The electron-cyclotron resonance (ECR) ion source was conceived by Richard Geller as a means of producing the high ion currents needed for fusion applications. Later it was discovered that ECR sources were capable of providing highly charged ions as well as high currents of 1⁺ ions. The basic operating principle of the ECR source is to confine the plasma in vacuum chamber surrounded by an axial magnetic field produced by solenoid magnets. Electrons in the plasma follow circular orbits around the magnetic field lines. The time required for an electron to travel around the circumference of the circle is a proportional to the charge-to-mass ratio of the electron and the strength of the magnetic field. Therefore electrons always make a specific number of orbits per second–the cyclotron frequency, approximately 2.79 GHz per kiloGauss. Introducing radiofrequency (rf) power at the cyclotron frequency causes the electrons to speed up, i.e. the electrons gain energy from the rf fields. These electrons collide with residual gas atoms in the vacuum chamber. When the energy of an electron exceeds twice the binding energy of an atom, that atom can be ionized in the collision. The result is a positively charged ion and two electrons. These two electrons absorb more energy from the rf field and ionize more atoms. The number of electrons and ions increases rapidly after the rf power is turned on, resulting in a plasma comprised of positively charged atoms and negatively charged electrons.

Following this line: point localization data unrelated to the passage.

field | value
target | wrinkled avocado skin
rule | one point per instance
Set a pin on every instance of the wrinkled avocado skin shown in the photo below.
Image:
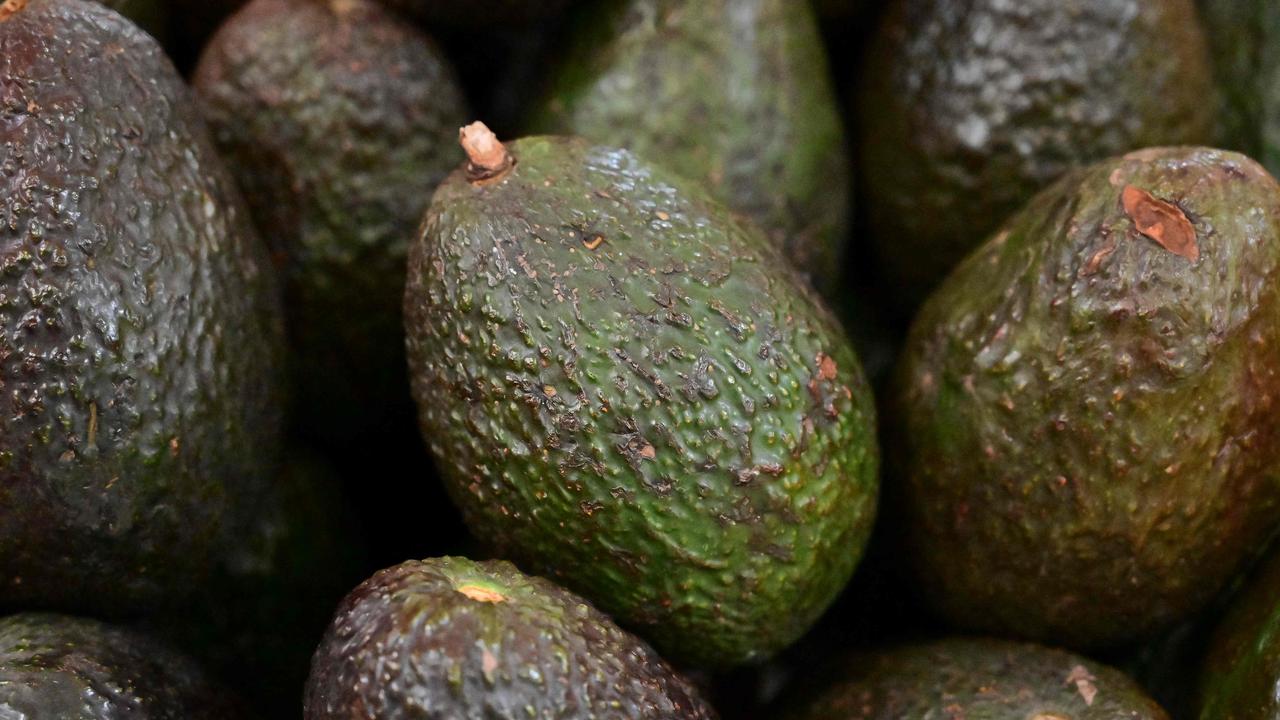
(142, 335)
(408, 643)
(979, 679)
(338, 121)
(1086, 419)
(732, 94)
(64, 668)
(1242, 669)
(969, 106)
(635, 395)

In general, ECR sources come in two varieties: 1) high currents of low charge-state ions and 2) low currents of highly charged ions. The characteristics of these two varieties are generally incompatible. Highly charged ions require excellent plasma confinement and relatively low vacuum pressure (to limit charge-sharing collisions that reduce the average ionization number). Low charge-state sources are essentially plasma “buckets” that require relatively little confinement and operate at higher pressures to improve the probability of ionizing each atom in the bucket at least once. 

ECR sources have also been designed as charge-breeders to ionize radioactive nuclei produced in nuclear reactions. Nuclear physicists want to study nuclei far from the “island of stability” in the chart of nuclides. None of these nuclei are stable and most decay within a few seconds of being produced, so the only way to study them is to be very efficient at collecting and accelerating them in a beam.